During my tenure at Lumyst—a tool suite dedicated to better code understanding via graphs and visualizations—I spearheaded the optimization and development of the Call Trace feature. This tool visualizes the complete flow of function calls to simplify complex application logic. By analyzing and optimizing execution bottlenecks, I iteratively improved its speed, memory footprint, and user experience.

The Evolution of Call Trace

Initially, Call Trace suffered from processing bottlenecks on large codebases. Below is the journey of how I systematically analyzed, debugged, and optimized it.

1. Caching & Memory Management

The core issue was slow execution times due to redundant parsing and retracing of the same logical paths.

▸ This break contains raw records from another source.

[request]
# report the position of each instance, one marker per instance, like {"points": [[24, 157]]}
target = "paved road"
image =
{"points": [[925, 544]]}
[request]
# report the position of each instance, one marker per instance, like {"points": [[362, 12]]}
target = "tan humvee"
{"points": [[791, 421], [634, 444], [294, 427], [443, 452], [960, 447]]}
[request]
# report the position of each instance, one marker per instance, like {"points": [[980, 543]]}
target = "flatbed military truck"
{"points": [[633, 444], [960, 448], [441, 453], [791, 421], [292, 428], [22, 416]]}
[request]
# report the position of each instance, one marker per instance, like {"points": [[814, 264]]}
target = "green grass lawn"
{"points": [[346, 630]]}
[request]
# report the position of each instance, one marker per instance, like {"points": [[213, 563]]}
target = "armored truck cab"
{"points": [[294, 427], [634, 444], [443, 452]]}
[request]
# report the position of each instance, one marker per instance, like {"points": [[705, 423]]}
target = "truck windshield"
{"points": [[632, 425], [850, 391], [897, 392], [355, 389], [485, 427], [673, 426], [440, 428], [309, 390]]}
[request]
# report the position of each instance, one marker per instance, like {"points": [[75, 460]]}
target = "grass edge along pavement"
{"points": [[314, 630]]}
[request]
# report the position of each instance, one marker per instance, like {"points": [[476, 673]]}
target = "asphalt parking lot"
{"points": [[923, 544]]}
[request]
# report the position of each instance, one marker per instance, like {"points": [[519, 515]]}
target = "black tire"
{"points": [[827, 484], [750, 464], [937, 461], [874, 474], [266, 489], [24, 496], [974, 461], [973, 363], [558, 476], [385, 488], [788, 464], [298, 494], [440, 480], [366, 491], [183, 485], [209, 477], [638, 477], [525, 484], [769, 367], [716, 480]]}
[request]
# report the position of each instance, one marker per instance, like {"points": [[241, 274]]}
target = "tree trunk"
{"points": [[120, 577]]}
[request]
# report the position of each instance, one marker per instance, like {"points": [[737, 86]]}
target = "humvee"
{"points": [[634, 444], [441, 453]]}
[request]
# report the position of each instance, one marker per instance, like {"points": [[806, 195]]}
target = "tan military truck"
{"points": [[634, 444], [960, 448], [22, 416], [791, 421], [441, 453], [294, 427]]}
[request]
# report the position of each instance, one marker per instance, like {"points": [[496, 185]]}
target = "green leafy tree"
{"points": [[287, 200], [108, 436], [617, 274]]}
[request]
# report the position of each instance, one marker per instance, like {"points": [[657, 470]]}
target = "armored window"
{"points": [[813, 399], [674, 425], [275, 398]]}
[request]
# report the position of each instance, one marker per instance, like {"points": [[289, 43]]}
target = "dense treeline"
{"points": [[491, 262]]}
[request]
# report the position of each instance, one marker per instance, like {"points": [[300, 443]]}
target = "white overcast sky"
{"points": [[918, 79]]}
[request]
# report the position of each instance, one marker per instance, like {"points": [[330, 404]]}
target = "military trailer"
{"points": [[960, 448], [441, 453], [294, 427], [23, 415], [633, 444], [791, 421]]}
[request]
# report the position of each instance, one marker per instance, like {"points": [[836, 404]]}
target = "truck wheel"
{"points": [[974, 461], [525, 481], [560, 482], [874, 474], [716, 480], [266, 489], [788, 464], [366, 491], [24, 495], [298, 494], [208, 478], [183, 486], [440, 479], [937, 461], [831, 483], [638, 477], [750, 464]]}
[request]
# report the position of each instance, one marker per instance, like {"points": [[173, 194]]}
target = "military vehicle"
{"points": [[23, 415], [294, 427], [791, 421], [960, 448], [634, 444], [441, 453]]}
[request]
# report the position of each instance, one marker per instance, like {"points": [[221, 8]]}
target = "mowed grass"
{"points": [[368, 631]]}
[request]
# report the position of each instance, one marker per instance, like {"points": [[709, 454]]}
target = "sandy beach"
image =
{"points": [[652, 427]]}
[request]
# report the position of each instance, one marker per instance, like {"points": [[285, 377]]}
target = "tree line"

• Node Info Caching: Implemented a cache storing node metadata (children, parent info, edge types, node type), yielding an immediate average performance improvement of 30-40%.
• Persistent & Invalidation-Aware Caching: Extended caching to frameworks and routes. I developed file-watchers to invalidate stale caches on active file changes, enabling persistent caching for historically expensive operations.
• LRU Cache Implementation: As caching grew to include robust data like summaries and classifications, memory utilization spiked. I introduced a Least Recently Used (LRU) cache protocol to strictly control and bound memory usage.

2. Algorithmic Overhaul: From DFS to BFS

Under the original Depth-First Search (DFS) architecture, users were stuck with an ambiguous loading spinner since DFS lacked visibility into fan-out, making progress tracking impossible.

• Breadth-First Search (BFS) Transition: I pivoted the architecture to a BFS model to calculate total tree fan-out prior to deep traversal. This enabled a real-time progress tracker displaying nodes processed, remaining traversal payload, and files pending.
• Memory-Optimized Cycle Detection: BFS introduced a massive memory footprint for cycle detection. Storing historical sets for ~50k nodes with depths of up to 200 caused high memory utilization natively.
• Sparse-Set Parent-Pointer Walk: To resolve this, I formulated a memory-efficient parent-pointer object-linked list to traverse ancestors. To mitigate the resulting O(depth) calculation overhead per node step, I developed a sparse-set interval algorithm—storing sets every k=10-16 nodes—reducing time complexity back down to an optimal O(k) for cycle detections.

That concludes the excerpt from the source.